You now have the annotation tools enabled and the layers enabled. Now enable the edit mode. When the annotation layer is selected, you will see the right panel has changed giving an option for annotations. This panel will show all of the categories available within your organisation. You can also create new categories here.
Using the available tools, you can now draw polygons around the objects of interest. It is important to select the category from the list while you are drawing. Furthermore, you can select a polygon and change the category by clicking on a different category. If you draw a polygon without a category being selected first, they the polygon will turn grey.
If a polygon has been created and the user needs to remove it, then simply select the relevant polygon and delete using the bin icon.
Creating an annotation layer from the predictions
It is possible to use the predictions that a model has made to create a new annotation layer. This allows for a Human-In-The-Loop approach to annotation creation.
To use this approach follow the steps below.
Visualise the relevant raster layer and go to the detections tab.
From here, there is a burger menu. Ensure the right model results are selected, then copy and create a new annotation layer.
This now creates a new annotation layer for a user to interact with. This approach helps to speed up the process of creating annotations in the product. Now the user will have access to all of the tools for annotation.
6. Annotation Projects - aka Auto Model Development
As a world first capability, gIQ has the ability to create new computer vision models in a no-code environment. To use this feature, a user must have the Auto Model Development permissions enbabled.
This powerful feature allows a user to build validated datasets for use in model training. It is used in conjunction with the annotations from the workspaces.
Once a user has fininshed the annotations on a raster file, they can then send the annotations to the annotation projects environment. They will select a "annotation project" to send the data to.
Inside the annotation project page the user will see a list of all of the annotation projects. Selecting an annotation project will open a panel which shows all of the experiments and all of the annotation datasets.
The annotation dataset panel is split into several sections. It shows dataset versioning, if that has already been applied. If there is no dataset version which has been verified there will be a button available to start a verification process. More on that below.
Second section is the list of all of the annotation sources. This is a list of all of the annotation layers which make up the dataset. It also provides a link to the relevant raster layer, but this will take you to the exploration page to simply view the annotations. It will not take you to the area to edit them.
Next panel shows the categories which make up the annotation dataset, followied by a panel which gives all of the thumbnails for all of the annotations within the dataset.

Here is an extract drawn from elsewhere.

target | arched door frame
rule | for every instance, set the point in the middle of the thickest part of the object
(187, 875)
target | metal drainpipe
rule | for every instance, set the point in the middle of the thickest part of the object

In experiments, this allows you to configure and run a new model training. It gives two different architectures at the moment - YOLOv5 and YOLOv8. As this feature matures more architectures will be added.
Once the model has been trained it will be listed within this experiments page. It will show the status of the model rune together with the accuracy score. It also allows you to download the model and review the clearML page for the model run.
7. Marketplace
With the correct permissions set for the user role, it is possible to publish a model directly to the marketplace from the models page. It is recommended to put as much details into the marketplace item as possible to enable users of other organisations to see your model and to understand the potential benefit to them.